Fileshares are better done from TrueNAS directly, as you can get better results from things like the prefetcher knowing the details of "this is a file being accessed" as opposed to "these random blocks in a ZVOL are being accessed."

If the files are large, and accessed in a generally-sequential manner by a small number of clients, then RAIDZ2 can theoretically provide better throughput. But the more that the I/O pattern trends towards random, though, whether as a result of multiple dozens of client machines, smaller files, or random access within large files, the better mirrors tend to do in comparison. If you plan to run VMs from it, those are also heavily biased towards that small, random I/O.

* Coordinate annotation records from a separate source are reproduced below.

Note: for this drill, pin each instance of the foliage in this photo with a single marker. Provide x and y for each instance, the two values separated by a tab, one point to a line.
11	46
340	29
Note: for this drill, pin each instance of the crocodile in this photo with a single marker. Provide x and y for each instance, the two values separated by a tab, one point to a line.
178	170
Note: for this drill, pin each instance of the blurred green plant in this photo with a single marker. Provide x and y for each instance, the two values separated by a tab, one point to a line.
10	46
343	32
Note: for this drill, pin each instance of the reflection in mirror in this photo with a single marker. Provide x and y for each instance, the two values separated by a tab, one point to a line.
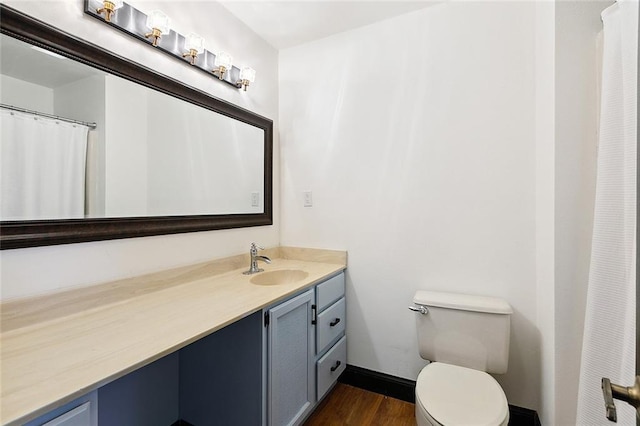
150	154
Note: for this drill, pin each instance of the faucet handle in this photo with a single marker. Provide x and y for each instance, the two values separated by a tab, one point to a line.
254	246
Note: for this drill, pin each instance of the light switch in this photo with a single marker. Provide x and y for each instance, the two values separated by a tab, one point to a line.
308	199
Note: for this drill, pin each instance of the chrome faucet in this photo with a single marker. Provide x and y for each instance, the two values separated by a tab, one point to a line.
253	268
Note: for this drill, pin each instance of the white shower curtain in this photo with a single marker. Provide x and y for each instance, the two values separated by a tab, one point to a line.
42	167
609	334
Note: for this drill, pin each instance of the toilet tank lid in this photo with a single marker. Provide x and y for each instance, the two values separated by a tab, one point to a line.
465	302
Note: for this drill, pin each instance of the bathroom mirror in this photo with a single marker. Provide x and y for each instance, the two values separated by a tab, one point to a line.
163	157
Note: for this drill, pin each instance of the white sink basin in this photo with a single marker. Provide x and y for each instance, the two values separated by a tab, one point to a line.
281	276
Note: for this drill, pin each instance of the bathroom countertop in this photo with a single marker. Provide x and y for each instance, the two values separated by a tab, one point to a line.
57	347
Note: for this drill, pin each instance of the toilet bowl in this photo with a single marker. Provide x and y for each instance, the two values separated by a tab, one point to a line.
465	337
452	395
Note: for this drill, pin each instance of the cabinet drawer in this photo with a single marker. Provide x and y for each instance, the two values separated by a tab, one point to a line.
330	325
331	366
330	291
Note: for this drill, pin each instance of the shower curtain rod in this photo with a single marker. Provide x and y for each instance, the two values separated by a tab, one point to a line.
55	117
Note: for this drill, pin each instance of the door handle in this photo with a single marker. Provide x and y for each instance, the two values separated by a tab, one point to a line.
630	395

My plan is to actual swing the VM machines on it, without L2ARC/metadata vdev/SLOG and check the ZFS stats to get an first idea, then add a big cheap SSD drive (and burn through it, I know) as L2ARC to get a second set of data point. All the while running a few real-life tests to compare.

You'll definitely want to use an SLOG device, and if using iSCSI set your ZVOLs to sync=always for data safety. VMware will do sync writes to NFS exports by default, but expects the storage array to have non-volatile write cache when iSCSI is used.

Either it becomes a production system, or replaces one of our weaker VMWare hosts. Either way it's not wasted.

Are you planning to use iSCSI or NFS to connect from your VMware hosts? There's a little bit of tuning and some settings that are best for each of them.

 

[StorageCurious]

It's worth the PCIe slot savings, but NVMe hotplug support is to my knowledge still a little touch-and-go on FreeBSD 13.x

I`m not the type to assume anything, but I did here and I'm glad you mentioned this. Probably better to use a M.2 adapter instead for SLOG, to avoid hot-swapping the drive by sheer habit. Something like a quadruple M2 adapter from a known brand. I don't really know much about NVMe in a business setting, I just have a pair in my gaming PC.

Are you planning to use iSCSI or NFS to connect from your VMware hosts? There's a little bit of tuning and some settings that are best for each of them.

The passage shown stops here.